When is an encore not an encore? When it starts the programme, as Nicholas Milton explained after the orchestra had began unexpectedly with the “Trepak” from Tchaikovsky’s Nutcracker suite. No one would be in the mood for an encore after the Pathetique symphony so let’s have one now – and a second time for luck! Certainly the percussionists enjoyed it and they definitely needed a warm up for an exhausting evening.
Dr Milton has had a stellar career and his enthusiasm and attention to detail were picked up by a talented orchestra. Conducting mostly from memory he virtually demanded his troops to perform at their best in an exacting series of works. He has been Chief Conductor now for eighteen years while the orchestra has been going strong since 1965. How he has the time to be Chief Conductor of three other orchestras in Australia and Europe is difficult to guess.
Nigel Westlake is Willoughby Symphony Orchestra’s Composer in Residence and is one of the best known contemporary Australian composers. “Shimmering Blue” was written as a birthday celebration for the WA Symphony Orchestra and as such is an effervescent jazzy piece. It featured fanfares for the brass and a versatile percussion including xylophone and bells and was all too short.
Sometimes a soloist seems to pervade the atmosphere with his character and this was the case with David Fung who made Schostakovich’s Second Piano Concerto his own. The piece is more a Conversation than a Concerto and flows again with jazzy intonations although Russian influences are prominent. On the many occasions where the soloist and orchestra shared the themes there was no hint of imbalance and it is by no means an easy piece. David though was clearly enjoying himself and though the slow middle movement is more introspective, it was handled in an optimistic manner. It was easy to see how David has been the winner of many prestigious competitions and awards. After, the audience demanded more and the soloist gave us the old encore chestnut, “Sparks” by Moszkowski – I feel the modern trend for an encore from a soloist should be welcomed and, as in this case, an announcement of the piece’s title even more so.
The title of the concert, “Passion” embraces the final work, Tchaikovsky’s 6th symphony. Winston Churchill’s famous quote as Russia being a “Riddle wrapped in a mystery inside an enigma” could be applied to this work. The composer, for once, himself endorsed the nickname “Patetischky” but the Russian word is better translated as “Passionate”. He also called the work a “Program Symphony” but what this means is controversial. Tchaikovsky’s much discussed death soon after is perhaps best described as “Suicide by Person or Persons Unknown” but he was certainly a troubled sole due to his sexuality which he himself could not accept. However, had the composer lived for another twenty years, the work would have been revered without the implications of tragedy.

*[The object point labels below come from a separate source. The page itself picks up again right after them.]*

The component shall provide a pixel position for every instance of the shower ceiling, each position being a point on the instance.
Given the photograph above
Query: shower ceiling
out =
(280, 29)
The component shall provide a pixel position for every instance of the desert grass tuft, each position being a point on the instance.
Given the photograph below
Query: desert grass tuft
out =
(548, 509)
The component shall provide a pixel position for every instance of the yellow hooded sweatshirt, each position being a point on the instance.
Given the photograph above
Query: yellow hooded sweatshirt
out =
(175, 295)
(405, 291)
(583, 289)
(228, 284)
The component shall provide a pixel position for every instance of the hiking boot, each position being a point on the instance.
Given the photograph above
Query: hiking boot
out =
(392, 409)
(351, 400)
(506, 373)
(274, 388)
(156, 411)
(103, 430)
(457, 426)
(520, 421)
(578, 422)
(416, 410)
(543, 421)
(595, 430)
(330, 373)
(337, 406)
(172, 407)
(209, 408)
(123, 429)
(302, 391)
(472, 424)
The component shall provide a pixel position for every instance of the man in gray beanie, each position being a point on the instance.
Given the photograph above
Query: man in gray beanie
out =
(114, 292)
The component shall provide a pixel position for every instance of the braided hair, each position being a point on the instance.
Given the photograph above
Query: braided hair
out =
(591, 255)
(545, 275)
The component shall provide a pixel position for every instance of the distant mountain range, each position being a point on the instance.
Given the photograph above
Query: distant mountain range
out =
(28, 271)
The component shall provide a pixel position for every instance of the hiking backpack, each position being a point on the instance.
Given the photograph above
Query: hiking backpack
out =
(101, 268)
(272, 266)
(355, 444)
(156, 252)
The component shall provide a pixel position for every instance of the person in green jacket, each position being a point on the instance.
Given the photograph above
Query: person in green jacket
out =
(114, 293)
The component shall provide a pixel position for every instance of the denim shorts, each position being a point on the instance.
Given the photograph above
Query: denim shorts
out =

Nicholas Milton kindly explained the unusual orchestral configuration with first violin on the left and second on the right as being the best to interpret the composer’s themes in which they often started with one instrument but were completed by the other. From the opening notes on the double basses to the famous main theme, the first movement runs the gamut of emotions. A subtle waltz-like second movement is in fact in 5/4 time (‘Did Dave Brubeck hear it?’ I wonder!). The third Allegro is probably the best known with a catchy march-like feel and an incredible performance by the tympani, handled with obvious euphoria by Louis Sharpe. The unusual structure is emphasised by the last movement which not only ends in a minor key but in obscurity with the conductor maintaining a silence of fifteen seconds before allowing applause. At the height of Stalin’s regime, orchestras were ordered to transpose the last two movements in order to end on a triumphant beat. What heresy!
I mentioned the tympanist but the whole orchestra deserves praise for accuracy and interpretation in all three works, no doubt due in part to the unbridled enthusiasm of the conductor. The acoustics at Chatswood rose to the occasion and the programmers deserve an accolade.